- November 2016
- Written by : Geoff Watts
Vice President / Green Coffee Buyer
We named this coffee Karyenda to honor one of Burundi’s most exciting cultural traditions—its mesmerizing, intoxicating drumming. This music is incredibly powerful—relentless, polyrhythmic, and profoundly energetic. We feel the same way about the coffees produced here; they have a complexity and dynamism that calls our attention and holds us transfixed. Karyenda is highest in the order of ceremonial sacred drums, and its use was reserved for major events or special circumstances that called for its exceptional power. The maturation of the first fruits that signal the beginning of the agricultural season was among the occasions that brought the drums out, to announce and celebrate the coming of the harvest. For us, the arrival of coffees from Burundi to our menu has another kind of seasonal relevance: they mark the transition from Northern to Southern Hemisphere coffees, and provide a vibrant energy to ring in the start of winter.

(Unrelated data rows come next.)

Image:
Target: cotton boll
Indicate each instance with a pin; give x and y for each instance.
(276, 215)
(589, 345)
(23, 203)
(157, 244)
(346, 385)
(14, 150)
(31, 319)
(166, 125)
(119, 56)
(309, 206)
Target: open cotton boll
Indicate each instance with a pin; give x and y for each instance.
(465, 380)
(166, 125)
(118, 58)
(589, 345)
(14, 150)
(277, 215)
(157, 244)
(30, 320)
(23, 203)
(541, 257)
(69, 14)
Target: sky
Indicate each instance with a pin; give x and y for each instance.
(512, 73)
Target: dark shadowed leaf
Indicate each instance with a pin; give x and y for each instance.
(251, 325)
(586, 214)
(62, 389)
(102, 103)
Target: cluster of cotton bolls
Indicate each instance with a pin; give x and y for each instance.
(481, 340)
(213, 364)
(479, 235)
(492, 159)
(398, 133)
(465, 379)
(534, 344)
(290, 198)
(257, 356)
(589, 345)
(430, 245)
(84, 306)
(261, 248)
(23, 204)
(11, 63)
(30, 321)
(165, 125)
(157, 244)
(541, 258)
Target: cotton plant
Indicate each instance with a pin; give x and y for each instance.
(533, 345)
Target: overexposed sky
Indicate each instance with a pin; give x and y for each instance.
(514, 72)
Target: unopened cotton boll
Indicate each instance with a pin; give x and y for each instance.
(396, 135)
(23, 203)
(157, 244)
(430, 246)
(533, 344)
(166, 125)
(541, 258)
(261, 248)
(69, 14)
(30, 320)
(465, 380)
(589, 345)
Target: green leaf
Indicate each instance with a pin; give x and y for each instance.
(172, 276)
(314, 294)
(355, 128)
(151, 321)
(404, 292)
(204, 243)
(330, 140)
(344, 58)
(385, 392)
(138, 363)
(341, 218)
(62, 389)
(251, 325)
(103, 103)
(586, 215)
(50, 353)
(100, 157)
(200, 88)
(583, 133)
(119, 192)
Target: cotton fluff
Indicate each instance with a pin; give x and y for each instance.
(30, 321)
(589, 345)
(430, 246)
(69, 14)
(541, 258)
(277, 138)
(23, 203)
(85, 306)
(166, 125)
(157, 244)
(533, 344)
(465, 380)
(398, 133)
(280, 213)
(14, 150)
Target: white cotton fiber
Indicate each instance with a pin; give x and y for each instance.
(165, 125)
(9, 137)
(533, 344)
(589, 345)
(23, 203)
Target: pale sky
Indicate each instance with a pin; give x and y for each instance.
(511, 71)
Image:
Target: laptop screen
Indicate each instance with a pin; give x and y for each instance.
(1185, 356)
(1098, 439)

This edition of Karyenda comes from Yandaro, a mid-sized washing station in the Kayanza region that has recently undergone a major renovation and aims to become one of the best quality producers in the region. From late March until mid June, Yandaro is a bustling center of activity. Hundreds of people come and go from the station each day. Coffee cherries flow in on a daily basis and undergo rigorous sorting before they are de-pulped and fermented. Most of this work is done by hand, and during the day there is constant motion as coffees move through each stage of processing. After fermentation, beans are soaked in a water bath and then separated by density in washing channels to generate five different quality grades and isolate the best caliber coffees. The sorting continues throughout the drying process; the coffee is slowly dried on elevated beds over a period of up to two weeks, and during this time workers at Yandaro carefully sift through the coffees in its parchment shell to remove any discolored or misshapen beans.
Once the harvest season is finished the focus of the management team shifts towards agronomy support. The Yandaro washing station has a newly developed system for delivering technical assistance to the nearly 3500 farmers in the surrounding communities who rely on the station to bring their coffees to market.Over 100 farmers have been trained by the staff of agronomy engineers to serve as leaders and spread best practices knowledge within their village. Each of them is responsible for working with sub-groups of 30 growers and serving as the communication link to the washing station. These lead farmers utilize their own farms as demonstration plots.
All of the coffee from Yandaro is hulled, screened and prepared for export at the Budeca mill in nearby Gitega. There it undergoes another intensive sorting process, to further isolate the top qualities. After the usual density, size and color sorting the coffee is inspected under black lights and hand-sorted a final time before bagging. The result of all of this effort is coffee of exceptional vibrancy and clarity that makes good on all of the latent potential in Burundi, one of the most underrated coffee origins in the world and a rising star on the African continent.